Voor de toepassing van deze paragraaf, wordt de Minister gezien als de in het koninklijk besluit van 25 april 2014 tot vaststelling van de modaliteiten van de opvorderingsbevoegdheid bedoeld in artikel 181 van de wet van 15 mei 2007 betreffende de civiele veiligheid bedoelde verzoekende overheid.
Art.4. De Minister kan, onder de onder artikel 3 bedoelde voorwaarden, de volgende maatregelen nemen:
1° de uitvoer van een geneesmiddel of grondstof beperken of verbieden;
2° de aflevering van een geneesmiddel, met inbegrip van magistrale of officinale bereidingen, tijdelijk beperken tot een maximale hoeveelheid per patiënt;
3° de levering van een geneesmiddel of grondstof aan apotheken tijdelijk beper-ken tot een vastgelegde hoeveelheid per apotheek;
4° de aflevering van een geneesmiddel, met inbegrip van magistrale of officinale bereidingen, tijdelijk voorbehouden aan de in artikel 2, a) van het koninklijk besluit van 19 oktober 1978 houdende regelen betreffende de officina's en de geneesmiddelendepots in de verzorgingsinrichtingen, bedoelde ziekenhuisofficina;
5° de herverdeling van de voorraad van een geneesmiddel of grondstof bevelen, hetzij door middel van een teruggave aan de groothandel, hetzij door middel van een rechtstreekse herverdeling onder apotheken, in het kader van artikel 21, tweede lid van het koninklijk besluit van 21 januari 2009 houdende onderrichtingen voor de apothekers;
6° de voorraden van een geneesmiddel of grondstof opvorderen met oog op de herverdeling ervan;
7° de aflevering van geneesmiddelen door artsen of andere gezondheidszorgbeoefenaars, bedoeld in de wet betreffende de uitoefening van de gezondheidszorgberoepen, gecoördineerd op 10 mei 2015, toelaten en regelen;
8° bevelen dat de voorraad van geneesmiddelen bij groothandelaars enkel kan worden verkocht of geleverd volgens de instructies van het FAGG.
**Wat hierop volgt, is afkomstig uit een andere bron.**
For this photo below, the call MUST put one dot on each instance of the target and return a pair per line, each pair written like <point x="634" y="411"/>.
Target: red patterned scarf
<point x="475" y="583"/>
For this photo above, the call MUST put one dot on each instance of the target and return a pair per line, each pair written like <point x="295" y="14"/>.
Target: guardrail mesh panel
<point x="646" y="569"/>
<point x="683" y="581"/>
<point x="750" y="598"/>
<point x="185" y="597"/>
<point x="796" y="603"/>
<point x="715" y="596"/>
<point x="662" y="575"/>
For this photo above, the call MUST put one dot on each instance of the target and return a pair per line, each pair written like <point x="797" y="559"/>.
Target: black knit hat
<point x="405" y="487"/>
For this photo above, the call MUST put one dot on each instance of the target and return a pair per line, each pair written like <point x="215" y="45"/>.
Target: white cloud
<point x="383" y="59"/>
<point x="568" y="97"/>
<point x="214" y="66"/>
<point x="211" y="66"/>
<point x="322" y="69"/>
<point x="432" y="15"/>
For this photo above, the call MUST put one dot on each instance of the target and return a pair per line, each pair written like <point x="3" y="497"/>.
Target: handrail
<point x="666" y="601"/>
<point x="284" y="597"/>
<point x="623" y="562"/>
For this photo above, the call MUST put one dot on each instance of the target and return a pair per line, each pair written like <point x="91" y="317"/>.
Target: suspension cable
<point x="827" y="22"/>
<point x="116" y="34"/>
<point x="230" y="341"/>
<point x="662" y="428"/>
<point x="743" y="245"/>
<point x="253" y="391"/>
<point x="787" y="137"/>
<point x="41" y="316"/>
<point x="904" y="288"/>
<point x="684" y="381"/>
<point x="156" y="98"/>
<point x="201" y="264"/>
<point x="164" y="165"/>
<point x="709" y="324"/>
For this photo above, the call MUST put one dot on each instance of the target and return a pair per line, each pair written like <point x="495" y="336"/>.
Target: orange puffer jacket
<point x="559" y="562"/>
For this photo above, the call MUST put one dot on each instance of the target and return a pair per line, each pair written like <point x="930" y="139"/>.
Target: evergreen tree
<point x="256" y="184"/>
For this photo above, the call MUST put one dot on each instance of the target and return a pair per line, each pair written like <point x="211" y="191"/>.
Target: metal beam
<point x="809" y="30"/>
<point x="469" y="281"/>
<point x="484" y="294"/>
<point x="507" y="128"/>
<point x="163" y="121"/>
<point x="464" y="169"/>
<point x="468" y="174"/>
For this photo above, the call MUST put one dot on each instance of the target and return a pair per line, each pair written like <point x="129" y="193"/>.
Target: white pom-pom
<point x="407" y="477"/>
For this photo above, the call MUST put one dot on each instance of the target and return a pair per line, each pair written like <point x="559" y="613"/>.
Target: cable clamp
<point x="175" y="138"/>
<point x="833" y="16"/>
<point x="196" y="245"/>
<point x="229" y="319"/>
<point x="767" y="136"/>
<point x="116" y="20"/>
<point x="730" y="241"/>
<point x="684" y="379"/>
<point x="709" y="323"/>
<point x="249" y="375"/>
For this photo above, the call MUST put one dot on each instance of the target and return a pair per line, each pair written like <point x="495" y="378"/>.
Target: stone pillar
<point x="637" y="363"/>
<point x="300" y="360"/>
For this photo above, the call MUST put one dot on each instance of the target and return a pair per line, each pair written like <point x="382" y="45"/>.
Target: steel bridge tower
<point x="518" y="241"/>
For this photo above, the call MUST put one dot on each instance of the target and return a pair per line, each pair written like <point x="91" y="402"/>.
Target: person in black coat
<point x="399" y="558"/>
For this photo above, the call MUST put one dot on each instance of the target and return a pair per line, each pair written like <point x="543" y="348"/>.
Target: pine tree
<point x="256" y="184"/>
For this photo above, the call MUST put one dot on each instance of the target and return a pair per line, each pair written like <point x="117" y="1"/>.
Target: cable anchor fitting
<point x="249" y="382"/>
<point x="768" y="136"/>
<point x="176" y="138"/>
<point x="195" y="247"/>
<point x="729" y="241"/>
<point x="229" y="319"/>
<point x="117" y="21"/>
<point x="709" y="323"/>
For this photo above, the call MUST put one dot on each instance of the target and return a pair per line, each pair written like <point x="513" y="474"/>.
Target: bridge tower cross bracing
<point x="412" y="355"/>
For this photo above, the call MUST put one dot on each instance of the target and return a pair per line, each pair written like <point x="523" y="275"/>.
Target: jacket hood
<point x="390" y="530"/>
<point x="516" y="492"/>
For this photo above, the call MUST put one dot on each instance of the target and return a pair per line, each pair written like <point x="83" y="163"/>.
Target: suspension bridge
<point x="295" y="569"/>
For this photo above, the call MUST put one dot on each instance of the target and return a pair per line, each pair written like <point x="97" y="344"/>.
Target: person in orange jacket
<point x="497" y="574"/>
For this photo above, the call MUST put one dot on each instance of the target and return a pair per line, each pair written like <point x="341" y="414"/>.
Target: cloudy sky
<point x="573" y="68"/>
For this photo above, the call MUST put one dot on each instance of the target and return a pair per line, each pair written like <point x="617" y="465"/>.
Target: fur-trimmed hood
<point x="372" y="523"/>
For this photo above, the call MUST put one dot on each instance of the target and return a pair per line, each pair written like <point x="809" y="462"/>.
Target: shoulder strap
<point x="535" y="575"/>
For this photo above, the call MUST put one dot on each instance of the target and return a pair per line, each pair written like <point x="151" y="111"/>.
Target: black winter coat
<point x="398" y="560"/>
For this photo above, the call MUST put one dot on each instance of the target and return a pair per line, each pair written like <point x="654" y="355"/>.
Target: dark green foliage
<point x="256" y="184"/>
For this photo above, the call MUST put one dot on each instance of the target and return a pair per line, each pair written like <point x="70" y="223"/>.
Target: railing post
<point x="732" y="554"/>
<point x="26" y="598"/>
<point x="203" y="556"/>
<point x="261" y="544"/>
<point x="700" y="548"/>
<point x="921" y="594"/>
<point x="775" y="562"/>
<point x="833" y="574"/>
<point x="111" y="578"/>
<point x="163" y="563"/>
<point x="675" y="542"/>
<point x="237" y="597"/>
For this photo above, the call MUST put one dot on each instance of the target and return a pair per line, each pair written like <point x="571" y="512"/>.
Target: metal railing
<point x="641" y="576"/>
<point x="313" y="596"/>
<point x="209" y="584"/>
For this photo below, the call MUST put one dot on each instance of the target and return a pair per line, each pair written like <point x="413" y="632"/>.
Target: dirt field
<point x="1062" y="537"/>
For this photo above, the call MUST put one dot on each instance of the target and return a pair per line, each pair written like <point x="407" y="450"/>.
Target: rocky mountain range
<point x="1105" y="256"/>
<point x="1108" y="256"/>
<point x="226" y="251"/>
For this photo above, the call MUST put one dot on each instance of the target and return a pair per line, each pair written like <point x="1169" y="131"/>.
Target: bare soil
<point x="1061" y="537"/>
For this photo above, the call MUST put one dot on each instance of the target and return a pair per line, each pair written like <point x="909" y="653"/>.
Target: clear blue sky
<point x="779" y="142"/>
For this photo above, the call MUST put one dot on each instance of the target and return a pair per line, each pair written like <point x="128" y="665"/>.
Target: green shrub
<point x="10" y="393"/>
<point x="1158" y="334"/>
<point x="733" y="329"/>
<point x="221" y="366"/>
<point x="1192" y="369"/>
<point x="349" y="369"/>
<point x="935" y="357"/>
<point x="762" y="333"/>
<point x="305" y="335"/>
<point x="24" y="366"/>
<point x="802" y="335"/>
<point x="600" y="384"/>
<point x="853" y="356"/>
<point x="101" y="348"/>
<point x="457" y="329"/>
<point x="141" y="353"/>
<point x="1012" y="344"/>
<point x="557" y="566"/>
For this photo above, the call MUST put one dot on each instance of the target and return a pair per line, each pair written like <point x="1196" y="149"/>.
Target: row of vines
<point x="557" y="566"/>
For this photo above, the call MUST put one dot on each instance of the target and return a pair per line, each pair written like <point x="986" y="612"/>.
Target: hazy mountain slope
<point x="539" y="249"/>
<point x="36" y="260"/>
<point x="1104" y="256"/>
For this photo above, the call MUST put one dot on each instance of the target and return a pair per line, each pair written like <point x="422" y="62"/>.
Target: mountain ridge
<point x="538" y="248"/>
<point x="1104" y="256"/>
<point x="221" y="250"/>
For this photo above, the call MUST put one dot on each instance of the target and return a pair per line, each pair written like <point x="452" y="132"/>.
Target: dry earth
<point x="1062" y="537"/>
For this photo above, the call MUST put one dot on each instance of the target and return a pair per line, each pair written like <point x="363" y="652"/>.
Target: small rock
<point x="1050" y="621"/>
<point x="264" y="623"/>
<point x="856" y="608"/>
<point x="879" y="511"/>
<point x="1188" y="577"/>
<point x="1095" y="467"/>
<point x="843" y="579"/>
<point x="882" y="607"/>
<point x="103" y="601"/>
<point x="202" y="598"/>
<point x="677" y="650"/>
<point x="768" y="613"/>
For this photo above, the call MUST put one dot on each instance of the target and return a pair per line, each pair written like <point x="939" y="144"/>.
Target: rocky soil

Het koninklijk besluit van 25 april 2014 tot vaststelling van de modaliteiten van de opvorderingsbevoegdheid bedoeld in artikel 181 van de wet van 15 mei 2007 betreffende de civiele veiligheid zijn van overeenkomstige toepassing op de onder het eerste lid, 6° bedoelde opeising. Voor de toepassing van dit lid, wordt de Minister gezien als de in het vermelde besluit bedoelde verzoekende overheid.
De maatregelen bedoeld in het eerste lid, met uitzondering van deze bedoeld onder 6°, zijn van toepassing zodra, in het geval van een individuele maatregel, de beslissing van de Minister wordt betekend aan de persoon aan wie de maatregelen worden opgelegd, of, in het geval van een collectieve maatregel, na publicatie van de beslissing van de Minister op de website van het Federaal Agentschap voor Geneesmiddelen en Gezondheidsproducten.
Onverminderd het vorige lid, worden de collectieve maatregelen zo spoedig mogelijk gepubliceerd in het Belgisch Staatsblad.
Art.5. De op grond van dit besluit vastgestelde maatregelen zijn beperkt in de tijd, en kunnen hooguit voor een hernieuwbare termijn van één maand worden opgelegd. De totale termijn mag 12 maanden niet overschrijden.
Art.6. Dit besluit treedt in werking op de dag waarop het in het Belgisch Staatsblad wordt bekendgemaakt en treedt buiten werking twaalf maanden na de bekendmaking van dit besluit in het Belgisch Staatsblad, en uiterlijk op 31 maart 2021.
Art. 7. De minister bevoegd voor de Volksgezondheid is belast met de uitvoering van dit besluit.